I wanted to package pycryptodome[1] and found that they implement OCB in their code. From my POV (completely without any legal knowledge) it seems that it's not completely free[2] as it's not allowed for military use. It seems to be allowed without any restrictions only for OpenSSL.
What do you think? Looks like now we have mosh[3] packaged and it includes OCB (so if it's not acceptable, it most probably should be removed).
[0] http://web.cs.ucdavis.edu/~rogaway/ocb/ [1] https://pycryptodome.readthedocs.io/en/latest/ [2] http://web.cs.ucdavis.edu/~rogaway/ocb/license.htm [3] https://mosh.org -- -Igor Gnatenko
I'm not a lawyer, but it seems to me that OCB is available to be implemented under 4 different license options:
- Any open source software licensed under an approved license by OSI or
public domain. 2. General license for non-military use. 3. OpenSSL-specific use. 4. Special license from the patent owner.

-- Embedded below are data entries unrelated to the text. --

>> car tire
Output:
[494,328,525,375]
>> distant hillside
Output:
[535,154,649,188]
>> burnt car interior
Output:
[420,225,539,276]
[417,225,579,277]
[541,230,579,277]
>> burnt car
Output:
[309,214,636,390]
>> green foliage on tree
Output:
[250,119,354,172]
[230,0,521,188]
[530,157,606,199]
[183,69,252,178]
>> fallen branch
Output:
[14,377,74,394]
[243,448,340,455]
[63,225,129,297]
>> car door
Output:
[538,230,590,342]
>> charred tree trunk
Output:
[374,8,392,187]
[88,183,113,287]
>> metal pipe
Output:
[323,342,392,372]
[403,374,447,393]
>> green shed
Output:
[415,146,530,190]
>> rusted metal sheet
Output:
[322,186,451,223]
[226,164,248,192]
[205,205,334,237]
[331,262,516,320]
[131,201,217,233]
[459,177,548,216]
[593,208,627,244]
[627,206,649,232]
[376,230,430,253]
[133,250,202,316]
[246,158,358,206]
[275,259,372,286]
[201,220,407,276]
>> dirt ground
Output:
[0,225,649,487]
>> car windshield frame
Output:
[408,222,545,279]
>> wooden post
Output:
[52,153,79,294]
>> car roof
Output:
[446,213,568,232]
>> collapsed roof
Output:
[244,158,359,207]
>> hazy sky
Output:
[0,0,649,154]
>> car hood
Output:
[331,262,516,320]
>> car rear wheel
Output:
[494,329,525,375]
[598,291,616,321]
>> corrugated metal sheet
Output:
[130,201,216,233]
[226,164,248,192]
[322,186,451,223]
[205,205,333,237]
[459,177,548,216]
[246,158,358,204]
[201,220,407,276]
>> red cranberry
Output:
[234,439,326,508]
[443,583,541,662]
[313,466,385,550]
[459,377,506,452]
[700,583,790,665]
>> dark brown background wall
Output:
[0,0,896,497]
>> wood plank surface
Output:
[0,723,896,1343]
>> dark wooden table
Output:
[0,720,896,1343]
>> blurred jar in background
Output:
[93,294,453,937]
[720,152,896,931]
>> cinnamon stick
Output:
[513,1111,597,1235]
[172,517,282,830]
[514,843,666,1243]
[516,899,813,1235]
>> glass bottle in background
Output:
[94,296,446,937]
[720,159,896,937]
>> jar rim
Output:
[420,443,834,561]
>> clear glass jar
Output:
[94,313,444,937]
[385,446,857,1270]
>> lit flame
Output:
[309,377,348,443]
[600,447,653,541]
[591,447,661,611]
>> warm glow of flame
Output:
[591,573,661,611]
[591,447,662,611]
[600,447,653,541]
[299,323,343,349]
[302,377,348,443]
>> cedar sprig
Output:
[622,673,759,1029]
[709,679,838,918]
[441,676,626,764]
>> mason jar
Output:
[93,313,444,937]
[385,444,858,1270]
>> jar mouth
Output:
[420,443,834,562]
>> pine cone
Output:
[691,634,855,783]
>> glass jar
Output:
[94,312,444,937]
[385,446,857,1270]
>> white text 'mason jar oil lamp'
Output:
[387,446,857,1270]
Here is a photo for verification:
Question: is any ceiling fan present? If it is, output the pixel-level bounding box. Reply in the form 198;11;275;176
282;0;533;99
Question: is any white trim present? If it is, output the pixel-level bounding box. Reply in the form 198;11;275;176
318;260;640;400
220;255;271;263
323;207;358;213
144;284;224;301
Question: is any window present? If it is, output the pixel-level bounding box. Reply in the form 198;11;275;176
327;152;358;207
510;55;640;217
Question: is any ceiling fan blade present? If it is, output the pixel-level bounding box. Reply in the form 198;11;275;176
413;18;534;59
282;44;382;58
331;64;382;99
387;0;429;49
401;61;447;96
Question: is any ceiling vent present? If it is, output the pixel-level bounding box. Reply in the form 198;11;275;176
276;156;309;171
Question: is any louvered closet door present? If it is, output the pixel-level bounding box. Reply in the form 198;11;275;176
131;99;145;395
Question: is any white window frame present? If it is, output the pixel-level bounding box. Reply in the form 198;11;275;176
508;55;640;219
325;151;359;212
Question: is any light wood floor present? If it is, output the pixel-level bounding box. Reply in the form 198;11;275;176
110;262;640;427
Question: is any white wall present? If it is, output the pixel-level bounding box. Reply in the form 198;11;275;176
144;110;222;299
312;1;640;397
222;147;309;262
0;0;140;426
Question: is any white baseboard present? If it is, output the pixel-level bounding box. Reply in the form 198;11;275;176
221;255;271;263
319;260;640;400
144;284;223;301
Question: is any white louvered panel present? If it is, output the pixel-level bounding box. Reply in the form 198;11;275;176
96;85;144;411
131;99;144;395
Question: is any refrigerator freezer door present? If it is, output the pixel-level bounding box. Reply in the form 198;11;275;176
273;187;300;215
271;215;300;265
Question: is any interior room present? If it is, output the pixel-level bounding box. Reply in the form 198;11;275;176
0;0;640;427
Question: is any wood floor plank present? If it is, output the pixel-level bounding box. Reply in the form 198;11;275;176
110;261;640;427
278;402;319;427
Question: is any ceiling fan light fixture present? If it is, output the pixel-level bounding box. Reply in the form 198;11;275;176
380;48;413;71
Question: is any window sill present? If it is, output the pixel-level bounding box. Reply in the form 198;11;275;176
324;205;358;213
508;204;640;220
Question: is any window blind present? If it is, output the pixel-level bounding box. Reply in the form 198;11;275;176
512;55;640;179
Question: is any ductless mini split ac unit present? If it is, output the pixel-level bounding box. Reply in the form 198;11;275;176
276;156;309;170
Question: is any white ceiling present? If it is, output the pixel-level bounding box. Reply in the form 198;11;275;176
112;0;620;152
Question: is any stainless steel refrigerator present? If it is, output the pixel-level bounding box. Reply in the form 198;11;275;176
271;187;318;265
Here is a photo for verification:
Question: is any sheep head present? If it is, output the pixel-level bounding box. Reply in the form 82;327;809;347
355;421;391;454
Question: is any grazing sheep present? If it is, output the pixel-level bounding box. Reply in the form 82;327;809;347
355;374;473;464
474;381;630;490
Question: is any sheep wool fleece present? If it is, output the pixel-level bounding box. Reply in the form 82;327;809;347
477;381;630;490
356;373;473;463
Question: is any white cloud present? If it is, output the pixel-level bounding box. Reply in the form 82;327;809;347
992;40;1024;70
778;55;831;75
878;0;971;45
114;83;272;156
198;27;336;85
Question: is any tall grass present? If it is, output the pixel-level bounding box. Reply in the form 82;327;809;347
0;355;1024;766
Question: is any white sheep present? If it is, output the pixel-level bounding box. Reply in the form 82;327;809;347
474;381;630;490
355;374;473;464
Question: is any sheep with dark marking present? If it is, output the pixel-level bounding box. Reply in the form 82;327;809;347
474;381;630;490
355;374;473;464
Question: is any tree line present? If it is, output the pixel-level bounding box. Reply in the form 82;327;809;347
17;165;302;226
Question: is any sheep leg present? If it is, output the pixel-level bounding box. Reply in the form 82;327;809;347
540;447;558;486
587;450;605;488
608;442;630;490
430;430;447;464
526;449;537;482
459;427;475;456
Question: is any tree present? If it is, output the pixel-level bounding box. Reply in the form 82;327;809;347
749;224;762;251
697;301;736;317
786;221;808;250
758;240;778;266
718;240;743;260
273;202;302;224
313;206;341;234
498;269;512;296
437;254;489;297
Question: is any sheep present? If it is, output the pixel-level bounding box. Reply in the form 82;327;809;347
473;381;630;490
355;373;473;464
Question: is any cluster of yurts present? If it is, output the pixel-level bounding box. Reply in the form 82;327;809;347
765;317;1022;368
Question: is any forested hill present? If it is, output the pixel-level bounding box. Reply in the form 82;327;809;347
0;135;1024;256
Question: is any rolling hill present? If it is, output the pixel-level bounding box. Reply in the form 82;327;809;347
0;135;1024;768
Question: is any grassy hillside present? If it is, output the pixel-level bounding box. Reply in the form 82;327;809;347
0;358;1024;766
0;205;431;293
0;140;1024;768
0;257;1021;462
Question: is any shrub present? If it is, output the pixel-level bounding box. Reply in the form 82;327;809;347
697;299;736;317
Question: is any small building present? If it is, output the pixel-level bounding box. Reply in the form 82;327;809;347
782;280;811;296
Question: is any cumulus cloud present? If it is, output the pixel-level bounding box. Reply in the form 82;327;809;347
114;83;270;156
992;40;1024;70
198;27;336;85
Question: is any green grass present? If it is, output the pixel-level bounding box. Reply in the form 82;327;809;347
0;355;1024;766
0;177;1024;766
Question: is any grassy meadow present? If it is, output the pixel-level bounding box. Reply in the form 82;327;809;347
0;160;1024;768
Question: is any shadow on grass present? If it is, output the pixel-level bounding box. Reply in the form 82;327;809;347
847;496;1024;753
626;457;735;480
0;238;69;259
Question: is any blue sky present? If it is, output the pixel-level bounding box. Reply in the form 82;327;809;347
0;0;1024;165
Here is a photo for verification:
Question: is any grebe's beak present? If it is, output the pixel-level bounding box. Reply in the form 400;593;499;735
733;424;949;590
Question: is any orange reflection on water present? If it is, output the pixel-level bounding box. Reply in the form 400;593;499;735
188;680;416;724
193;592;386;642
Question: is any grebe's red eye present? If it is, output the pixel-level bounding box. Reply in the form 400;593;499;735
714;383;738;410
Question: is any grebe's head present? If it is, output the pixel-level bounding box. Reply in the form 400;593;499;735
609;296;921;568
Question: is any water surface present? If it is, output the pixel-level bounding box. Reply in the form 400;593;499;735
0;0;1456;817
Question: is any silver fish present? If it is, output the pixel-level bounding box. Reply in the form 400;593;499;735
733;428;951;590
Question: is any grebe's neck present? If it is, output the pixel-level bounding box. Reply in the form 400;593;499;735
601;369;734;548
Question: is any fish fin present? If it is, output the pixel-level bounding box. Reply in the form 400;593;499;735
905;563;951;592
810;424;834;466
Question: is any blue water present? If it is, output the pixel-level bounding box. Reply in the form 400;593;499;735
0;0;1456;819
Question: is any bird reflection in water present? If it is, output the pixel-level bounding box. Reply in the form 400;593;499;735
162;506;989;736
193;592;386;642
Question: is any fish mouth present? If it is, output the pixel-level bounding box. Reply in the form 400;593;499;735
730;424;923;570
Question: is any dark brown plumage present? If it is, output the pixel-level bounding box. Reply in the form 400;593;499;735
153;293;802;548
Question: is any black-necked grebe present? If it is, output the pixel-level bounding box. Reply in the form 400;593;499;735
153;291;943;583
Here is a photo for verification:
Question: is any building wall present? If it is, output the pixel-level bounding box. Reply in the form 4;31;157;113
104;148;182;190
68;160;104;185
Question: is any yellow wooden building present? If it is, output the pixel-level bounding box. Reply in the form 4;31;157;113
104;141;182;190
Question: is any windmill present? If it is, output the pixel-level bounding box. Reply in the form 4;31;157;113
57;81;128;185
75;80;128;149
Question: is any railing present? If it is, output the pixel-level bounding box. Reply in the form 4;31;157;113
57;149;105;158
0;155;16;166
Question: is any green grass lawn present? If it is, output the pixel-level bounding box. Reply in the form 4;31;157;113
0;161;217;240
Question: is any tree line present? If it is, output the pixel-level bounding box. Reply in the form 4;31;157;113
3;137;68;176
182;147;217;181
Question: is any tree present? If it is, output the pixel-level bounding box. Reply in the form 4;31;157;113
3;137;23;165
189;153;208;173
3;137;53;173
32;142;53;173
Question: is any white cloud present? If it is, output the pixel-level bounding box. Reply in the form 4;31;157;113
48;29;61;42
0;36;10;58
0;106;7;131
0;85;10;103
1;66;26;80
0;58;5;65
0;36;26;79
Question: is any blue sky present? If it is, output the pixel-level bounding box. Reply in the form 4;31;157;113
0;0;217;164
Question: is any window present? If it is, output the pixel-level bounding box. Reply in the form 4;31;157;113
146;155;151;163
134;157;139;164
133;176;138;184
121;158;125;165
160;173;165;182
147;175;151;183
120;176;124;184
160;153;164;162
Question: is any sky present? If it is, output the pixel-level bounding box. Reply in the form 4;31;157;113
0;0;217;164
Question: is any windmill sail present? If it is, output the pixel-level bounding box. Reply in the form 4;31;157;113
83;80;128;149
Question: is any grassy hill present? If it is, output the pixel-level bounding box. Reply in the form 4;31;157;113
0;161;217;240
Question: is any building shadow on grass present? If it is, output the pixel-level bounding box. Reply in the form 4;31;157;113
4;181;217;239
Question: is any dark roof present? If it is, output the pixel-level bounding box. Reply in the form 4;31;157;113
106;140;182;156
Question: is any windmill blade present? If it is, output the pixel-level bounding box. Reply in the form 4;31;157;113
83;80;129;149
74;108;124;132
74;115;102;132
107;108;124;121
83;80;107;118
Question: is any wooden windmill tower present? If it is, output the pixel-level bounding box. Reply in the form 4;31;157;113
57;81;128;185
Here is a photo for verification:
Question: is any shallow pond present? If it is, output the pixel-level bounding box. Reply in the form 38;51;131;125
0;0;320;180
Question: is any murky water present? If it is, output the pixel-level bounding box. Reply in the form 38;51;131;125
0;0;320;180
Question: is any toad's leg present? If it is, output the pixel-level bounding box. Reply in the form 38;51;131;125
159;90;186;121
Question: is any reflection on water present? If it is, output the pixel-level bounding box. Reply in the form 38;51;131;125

Only option 2 has the non-military restriction, and anything in Fedora would almost certainly fall under 1 or 3. So, I can't imagine there'd be a problem using the OCB patent in Fedora software. I'm actually not even sure why option 3 even exists, since it seems to be a subset of option 1. Regardless, it doesn't look like the non-military restriction of option 2 would apply if option 1 is used.
Unfortunately I don't know how licenses applies, so if program is licensed under OSI-approved license then 2nd license doesn't apply anymore?